Navalny (2022) è un documentario diretto da Daniel Roher, prodotto da HBO Max e CNN Films, vincitore del premio Oscar come miglior documentario.
Il film-documentario, come già è rivelato dal titolo, parla di Alexei Navalny, maggiore leader dell’opposizione in Russia a Vladimir Putin. In particolare il lavoro parla e investiga (è proprio il caso, infatti, di usare questo termine) sul famoso avvelenamento che Navalny ha subito il 20 agosto 2020.
In un volo da Tomsk a Mosca, Navalny si sente male e viene portato in ospedale a Osmk per quello che poi si è scoperto essere un avvelenamento attraverso l’agente nervino Novichok. A quel punto la famiglia chiede ripetutamente di poter portare Navalny in una struttura ospedaliera fuori dalla Russia; richiesta che viene accolta solo dopo tempo.
Il leader dell’opposizione russa, così, può essere trasferito a Berlino e lì essere curato con tutte le attenzioni del caso. Uscito da ogni pericolo, Navalny decide di rimanere a vivere per qualche tempo nella foresta nera con l’obiettivo di riabilitarsi completamente dal punto di vista fisico.

Nel frattempo, però, tramite un gruppo giornalistico investigativo, inizia anche a indagare sul suo avvelenamento. E il documentario segue con meticolosità proprio il racconto di queste indagini che – va sottolineato – hanno del clamoroso.
Navalny, infatti, non solo riesce a scoprire precisamente quali persone erano incaricate di avvelenarlo nel volo che avrebbe dovuto portarlo da Tomsk a Mosca, ma riesce anche a strappare una confessione sulla macchinazione stessa che incombeva sulla sua testa.
Senza rivelare gli interessanti e intriganti sviluppi della vicenda, saltiamo al momento finale della vicenda, sia storica che filmica. Dopo aver fatto rivelazioni scioccanti riguardo quello che è stato il suo avvelenamento, Navalny, con un atto di coraggio ed eroismo estremi, decide di tornare in Russia.
Il 17 gennaio 2021, non appena mette piede sul suolo russo viene arrestato con imprecisate motivazioni.
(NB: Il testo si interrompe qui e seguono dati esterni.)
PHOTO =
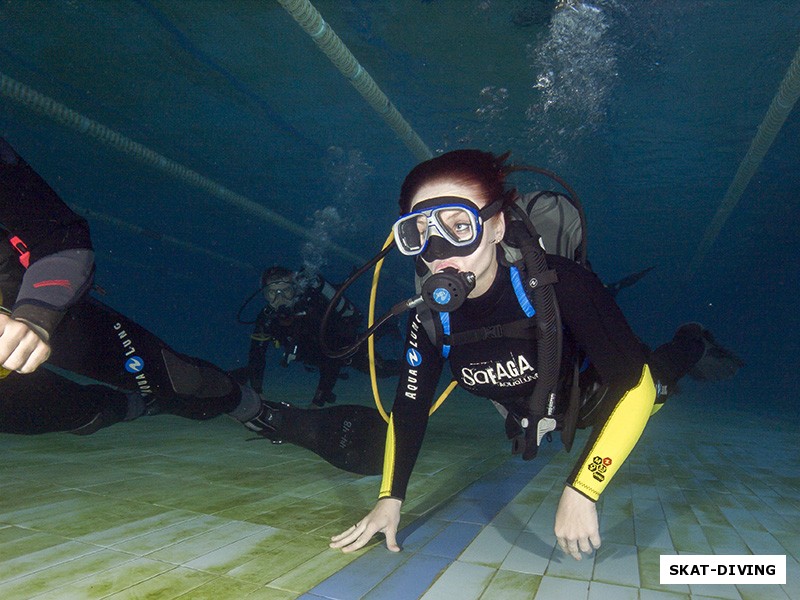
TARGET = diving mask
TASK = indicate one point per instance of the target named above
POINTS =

Poco dopo verrà processato e condannato a 10 anni di prigione, in un processo che continua ad essere aggiornato aumentando i suoi capi d’imputazione.
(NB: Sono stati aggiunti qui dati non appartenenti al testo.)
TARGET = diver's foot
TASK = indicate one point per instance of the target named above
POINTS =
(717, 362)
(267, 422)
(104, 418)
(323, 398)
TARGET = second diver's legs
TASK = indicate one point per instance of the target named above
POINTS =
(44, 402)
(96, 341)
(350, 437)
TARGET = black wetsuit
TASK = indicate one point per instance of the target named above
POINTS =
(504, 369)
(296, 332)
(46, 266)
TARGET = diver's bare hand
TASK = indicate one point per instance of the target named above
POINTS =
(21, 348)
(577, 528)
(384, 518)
Vedere Navalny è uno straordinario atto politico e civile per ogni amante del cinema e per ogni cittadino. Cinematograficamente non c’è molto da dire: è semplicemente un documentario ben realizzato e ben confezionato.
Ma in questo caso l’importanza del contenuto narrato supera ogni altra valutazione e si pone come la vera grande forza di questo lavoro. Una forza che è fortemente emotiva e che spinge lo spettatore continuamente a saperne di più e a reclamare giustizia e verità al termine di un percorso che sembra omettere e nascondere sempre di più queste due parole.
Il leader dell’opposizione russa si mostra come un uomo dai nervi saldissimi, dal grande fervore politico ma anche dalla grande lucidità analitica, oltre che un uomo dal grande senso dell’umorismo, soprattutto in condizioni dove non è affatto scontato riuscire a mantenere la forza di sorridere.
E’ uno di quei casi in cui è inutile spendere troppo inchiostro e lasciare veramente la parola alle immagini. Navalny si potrebbe definire un thriller perfettamente confezionato e realizzato: una di quelle trame in cui personaggio principale, villain e trama ad alta tensione si incastrano con grande maestria. Peccato che, in questo caso, di finzione non ci sia proprio nulla, ma si parla di vita vera.